一触即発の雰囲気を察して小次郎がすかさず話を逸らす。
「あ、あの、僕らに敵意はありませんので、この里で野営をさせて欲しいのですが許可を頂けませんか?」
「あー良い良い、良きに計らえ」
姫巫女は手をヒラヒラと振ると、野次馬で集まったエルフ達に向き直り大声で指示を出した。
「この者らは客人扱いとする! 気に食わんからと言って手を出すと命の保証はせんぞ! 我が里を護る精鋭部隊が赤児扱いだったらしいからの!」
カラカラと高笑いをしながら里の奥へと引き返して行く姫巫女の後ろ姿を、ムサシと小次郎は見送るしか無かった。
里の片隅に居場所を借りた小次郎達は、土魔法による夜営ドームを作成して今夜の宿を確保して、森の中で亀吉が仕留めた野生動物の肉や山菜等の簡単な調理を始めた。
暗くなる前に調理を終えて配膳を始める頃には、里の好奇心旺盛な若者達が寄って来て小次郎達の晩餐を見学している。それを見越した小次郎は多めに焼いていた串焼き等を若者達に振るまい、コミュニケーションを取り始めた。
「子供の癖に料理が上手いな、どこで習った?」
「子供は珍しいの、もう五十年は見ていないわ、頭を撫でていい?」
エルフのお姉さんや、お兄さん達 (百歳越え)に囲まれ質問攻めに遭う内に自然と蟠りも消えて打ち解けていた。
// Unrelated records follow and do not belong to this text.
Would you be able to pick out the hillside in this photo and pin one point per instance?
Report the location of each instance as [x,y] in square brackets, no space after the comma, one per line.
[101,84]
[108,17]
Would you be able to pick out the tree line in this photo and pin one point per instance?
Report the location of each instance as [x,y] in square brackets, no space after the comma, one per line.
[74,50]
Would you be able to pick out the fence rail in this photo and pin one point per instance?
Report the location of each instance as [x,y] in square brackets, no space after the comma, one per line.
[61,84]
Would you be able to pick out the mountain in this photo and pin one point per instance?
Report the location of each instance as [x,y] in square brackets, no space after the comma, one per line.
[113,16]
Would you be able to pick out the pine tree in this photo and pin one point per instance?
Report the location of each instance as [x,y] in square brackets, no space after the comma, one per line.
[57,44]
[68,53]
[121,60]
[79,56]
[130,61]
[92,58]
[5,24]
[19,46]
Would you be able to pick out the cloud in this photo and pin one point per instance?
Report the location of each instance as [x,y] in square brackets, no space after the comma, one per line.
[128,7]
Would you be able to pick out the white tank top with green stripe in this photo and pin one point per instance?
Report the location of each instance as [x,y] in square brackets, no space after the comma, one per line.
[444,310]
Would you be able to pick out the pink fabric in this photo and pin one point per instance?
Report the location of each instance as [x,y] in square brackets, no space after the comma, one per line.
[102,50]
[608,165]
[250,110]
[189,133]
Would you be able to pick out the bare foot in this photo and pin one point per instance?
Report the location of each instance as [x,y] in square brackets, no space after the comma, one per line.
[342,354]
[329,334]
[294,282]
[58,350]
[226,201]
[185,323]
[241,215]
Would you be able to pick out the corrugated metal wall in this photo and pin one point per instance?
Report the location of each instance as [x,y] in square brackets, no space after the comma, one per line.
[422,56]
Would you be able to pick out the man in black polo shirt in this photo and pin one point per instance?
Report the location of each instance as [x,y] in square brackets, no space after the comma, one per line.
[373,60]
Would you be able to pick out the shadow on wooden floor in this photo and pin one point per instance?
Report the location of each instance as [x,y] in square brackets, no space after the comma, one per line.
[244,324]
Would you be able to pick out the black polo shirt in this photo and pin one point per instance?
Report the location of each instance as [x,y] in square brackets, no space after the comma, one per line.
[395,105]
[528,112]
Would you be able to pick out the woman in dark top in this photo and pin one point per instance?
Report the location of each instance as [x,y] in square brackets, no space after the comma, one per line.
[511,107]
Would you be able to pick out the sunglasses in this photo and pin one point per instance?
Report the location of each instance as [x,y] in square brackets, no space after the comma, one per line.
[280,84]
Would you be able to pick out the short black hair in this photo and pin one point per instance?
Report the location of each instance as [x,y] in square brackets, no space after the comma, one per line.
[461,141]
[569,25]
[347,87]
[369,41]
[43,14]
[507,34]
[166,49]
小次郎はマウレツェッペでの経験を活かし、エルフ達の生傷や古傷の治療を始めた。エルフ達の使う精霊魔法では自然治癒力を飛躍的に上げる治療が一般的なので、人族の使う属性魔法が珍しく、自然治癒で治しきれなかった怪我や病気を持つ者達が大挙して押し寄せて来た。
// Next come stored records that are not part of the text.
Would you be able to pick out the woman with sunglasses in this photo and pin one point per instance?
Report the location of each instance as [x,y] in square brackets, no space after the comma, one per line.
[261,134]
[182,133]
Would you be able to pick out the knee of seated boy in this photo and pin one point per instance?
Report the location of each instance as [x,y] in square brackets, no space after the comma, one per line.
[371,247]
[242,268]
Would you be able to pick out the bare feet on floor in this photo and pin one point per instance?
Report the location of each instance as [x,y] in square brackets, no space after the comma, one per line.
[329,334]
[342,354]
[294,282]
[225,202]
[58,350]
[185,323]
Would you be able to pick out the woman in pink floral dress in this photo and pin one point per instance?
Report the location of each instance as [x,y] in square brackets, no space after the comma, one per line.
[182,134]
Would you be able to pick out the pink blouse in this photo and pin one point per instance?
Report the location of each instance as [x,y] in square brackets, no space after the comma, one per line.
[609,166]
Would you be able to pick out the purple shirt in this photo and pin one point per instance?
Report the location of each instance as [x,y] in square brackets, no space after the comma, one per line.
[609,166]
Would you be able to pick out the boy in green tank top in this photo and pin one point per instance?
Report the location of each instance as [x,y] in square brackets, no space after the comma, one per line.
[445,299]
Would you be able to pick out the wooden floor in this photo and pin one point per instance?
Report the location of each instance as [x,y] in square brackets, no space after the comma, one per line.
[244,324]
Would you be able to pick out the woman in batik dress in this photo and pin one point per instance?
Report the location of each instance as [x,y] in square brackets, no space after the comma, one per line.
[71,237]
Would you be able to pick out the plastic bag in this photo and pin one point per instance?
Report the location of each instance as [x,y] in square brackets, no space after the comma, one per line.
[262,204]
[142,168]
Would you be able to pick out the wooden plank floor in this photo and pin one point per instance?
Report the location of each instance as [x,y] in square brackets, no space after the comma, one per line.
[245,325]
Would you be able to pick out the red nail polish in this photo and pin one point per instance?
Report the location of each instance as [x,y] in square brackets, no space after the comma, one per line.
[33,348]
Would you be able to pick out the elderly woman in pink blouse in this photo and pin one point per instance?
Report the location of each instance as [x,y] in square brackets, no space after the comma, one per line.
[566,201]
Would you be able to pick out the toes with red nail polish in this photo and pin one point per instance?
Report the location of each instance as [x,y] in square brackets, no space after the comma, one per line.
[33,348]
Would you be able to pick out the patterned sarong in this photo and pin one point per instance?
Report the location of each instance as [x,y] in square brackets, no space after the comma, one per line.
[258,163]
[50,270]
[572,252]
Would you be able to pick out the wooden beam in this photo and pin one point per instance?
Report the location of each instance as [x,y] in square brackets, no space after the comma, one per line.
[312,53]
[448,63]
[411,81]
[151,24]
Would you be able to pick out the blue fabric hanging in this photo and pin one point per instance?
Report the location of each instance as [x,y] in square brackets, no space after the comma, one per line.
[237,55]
最初は怪訝な顔付で見ていた年長者も、「大魔導師」の特性でもある人族には使えない筈の精霊魔法を幾つか披露し、精霊の祝福を受けている事を確認した年長者は掌を返した様にフレンドリーに接してくれた。
エルフの里に取り敢えずは受け入れてもらえ、夜も更けた頃には「子供は夜更かししてはいけない」との理由でエルフ達は自分のテントに戻って行く、明日は年寄りの家を回って治療して欲しいと懇願されたので、明朝早速つまみ出される事は無さそうな事に小次郎はほっと胸を撫で下ろした。
二人きりの野営ドームの中で、最近お気に入りの寝具である迷惑そうな顔をした亀吉の尻尾を握りしめたムサシが小声で囁いた。
「取り敢えずは侵入成功かな?」
隣でやや疲れた顔の小次郎が毛布に包まった状態で頷いた。
「なんとか精霊神殿に入れたらいいんだけどね……」
おしゃべりな風の精霊が、この会話を誰かの耳に入れるのを警戒して、二人は早々に会話を止めて眠りについた。